分类目录归档:Apache

Apache Kylin使用

部署或建cube出问题大部分都是环境问题或hadoop hbase 版本问题

首先按照文档中所标注的版本进行部署

  • Hadoop: 2.4 – 2.7
  • Hive: 0.13 – 0.14
  • HBase: 0.98 – 0.99
  • JDK: 1.7+

其中略坑的是 hbase的0.9*版本是不支持Hadoop 2.7,的,若hadoop是2.7.*,需要部署hbase 1.* ,对于hbase 1.* 版本需要下载单独编译的kylin二进制包

Binary Package (for running on HBase 1.1.3 or above)

创建Cube时执行 job 出错

1.
native snappy library not available: SnappyCompressor has not been loaded.
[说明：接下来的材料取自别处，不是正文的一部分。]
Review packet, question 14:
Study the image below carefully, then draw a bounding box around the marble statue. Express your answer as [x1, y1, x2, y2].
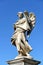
[11, 11, 36, 58]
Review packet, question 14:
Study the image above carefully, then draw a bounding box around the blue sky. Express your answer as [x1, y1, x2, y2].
[0, 0, 43, 65]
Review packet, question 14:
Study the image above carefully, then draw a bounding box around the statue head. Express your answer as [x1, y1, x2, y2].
[24, 11, 29, 16]
[17, 12, 24, 18]
[29, 12, 36, 21]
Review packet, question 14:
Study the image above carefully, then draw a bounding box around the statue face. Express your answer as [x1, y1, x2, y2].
[29, 13, 36, 21]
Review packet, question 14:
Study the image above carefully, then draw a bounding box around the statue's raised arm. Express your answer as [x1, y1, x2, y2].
[11, 11, 35, 59]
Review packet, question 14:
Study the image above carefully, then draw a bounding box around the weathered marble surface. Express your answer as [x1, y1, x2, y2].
[7, 58, 40, 65]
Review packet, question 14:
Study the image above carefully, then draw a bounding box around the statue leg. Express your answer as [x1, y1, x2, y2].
[22, 33, 32, 52]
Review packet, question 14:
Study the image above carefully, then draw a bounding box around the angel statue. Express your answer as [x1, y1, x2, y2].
[11, 11, 36, 59]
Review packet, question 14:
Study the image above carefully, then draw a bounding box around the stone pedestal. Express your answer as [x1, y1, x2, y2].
[7, 58, 40, 65]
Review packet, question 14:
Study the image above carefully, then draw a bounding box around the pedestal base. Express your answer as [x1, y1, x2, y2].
[7, 58, 40, 65]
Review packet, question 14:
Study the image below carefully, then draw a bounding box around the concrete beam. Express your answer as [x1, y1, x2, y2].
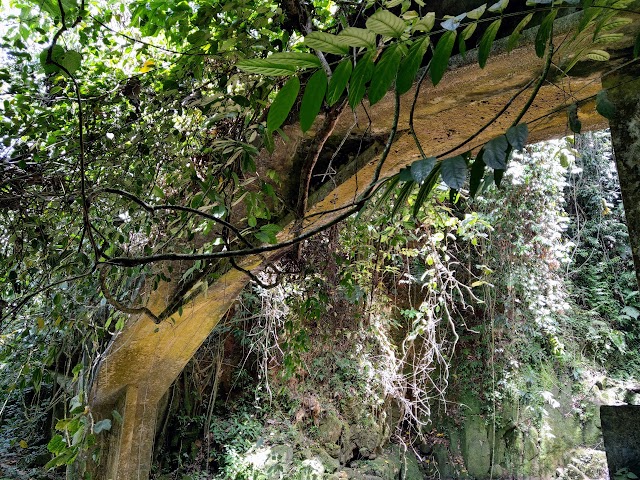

原因是hadoop native lib少了snappy解压缩库

sudo yum install snappy snappy-devel
sudo ln -s /usr/lib64/libsnappy.so $HADOOP_HOME/lib/native/libsnappy.so

在 $HADOOP_HOME/etc/hadoop/hadoop-env.sh 增加

export JAVA_LIBRARY_PATH="/usr/local/hadoop/lib/native"

重启

$HADOOP_HOME/sbin/stop-all.sh
$HADOOP_HOME/sbin/start-all.sh

2.

2016-02-22 16:24:16,740 WARN [main] org.apache.hadoop.mapred.YarnChild: Exception running child : java.lang.RuntimeException: java.lang.ClassNotFoundException: Class org.apache.hive.hcatalog.mapreduce.HCatInputFormat not found
	at org.apache.hadoop.conf.Configuration.getClass(Configuration.java:2195)
	at org.apache.hadoop.mapreduce.task.JobContextImpl.getInputFormatClass(JobContextImpl.java:174)
	at org.apache.hadoop.mapred.MapTask.runNewMapper(MapTask.java:749)
	at org.apache.hadoop.mapred.MapTask.run(MapTask.java:341)
	at org.apache.hadoop.mapred.YarnChild$2.run(YarnChild.java:164)
	at java.security.AccessController.doPrivileged(Native Method)
	at javax.security.auth.Subject.doAs(Subject.java:415)
	at org.apache.hadoop.security.UserGroupInformation.doAs(UserGroupInformation.java:1657)
	at org.apache.hadoop.mapred.YarnChild.main(YarnChild.java:158)
Caused by: java.lang.ClassNotFoundException: Class org.apache.hive.hcatalog.mapreduce.HCatInputFormat not found
	at org.apache.hadoop.conf.Configuration.getClassByName(Configuration.java:2101)
	at org.apache.hadoop.conf.Configuration.getClass(Configuration.java:2193)
	... 8 more

解决方法
http://stackoverflow.com/questions/34449561/hadoop-map-reduce-job-class-org-apache-hive-hcatalog-mapreduce-hcatinputformat

The issue here is Kylin assumes the same Hive jars on all Hadoop nodes. And when certain node missing the Hive jars (or even in different location), you get the ClassNotFoundException on HCatInputFormat.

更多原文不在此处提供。